Izzard, who raised more than £1m for the Sport Relief charity after running 27 marathons in 27 days across South Africa, dropped in to hold a Q&A session at St. Bridget’s C.E. Primary School on Monday.
The visit came after pupils chose to help Eddie Izzard out with his incredible ‘27 marathons in 27 days’ challenge.
Miss Bowler, the PE coordinator, said: “We decided that every child in the school would take part in a running challenge to complete as many 100m laps of the playground as they could.
“Some of our junior children had the fantastic idea that all of the children could donate money to wear crazy hairstyles that day and so the idea of a Mad March ‘Hairs’ race was born.
“The children’s laps were combined across the whole school and the total was the equivalent of over 12 marathons! We tweeted pictures of the event to Eddie Izzard to let him know we were thinking of him every step of the way during his 27 marathons, in the hope that it would inspire him to keep on going.”
During the Q&A, the pupils asked how sore Eddie’s feet were, whether he believed he could actually complete the challenge and his thoughts about Nelson Mandela.

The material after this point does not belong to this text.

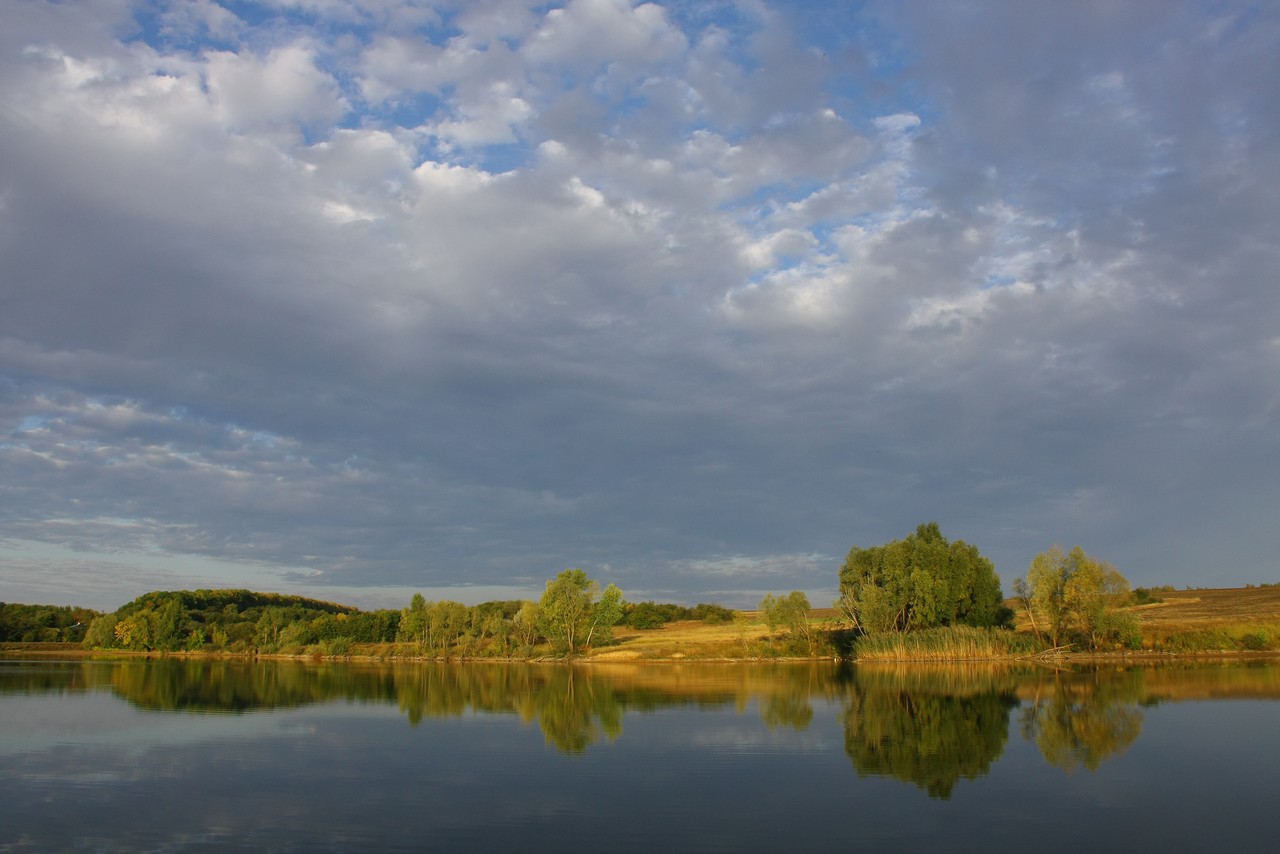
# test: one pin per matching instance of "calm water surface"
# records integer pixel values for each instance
(200, 754)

Eddie explained his motivation for doing the marathons and how important it was in life to keep on going when things got tough. He also spoke of his enormous respect for Nelson Mandela and his ability to forgive the people who had incarcerated him.
Miss Bowler added: “During our earlier discussions about Apartheid in our PSHE lessons, the children were absolutely befuddled and disgusted that there was ever segregation of people based on the colour of their skin.
“They thought the concept was totally ridiculous and unacceptable. It was one of those moments when you realise the power of education and the amazing legacy of campaigners such as Nelson Mandela.”
Following on from the school’s marathon challenge, they are now working on a new campaign called ‘Send my friend to school’, which focuses on the millions of children in the world who are not able to access education.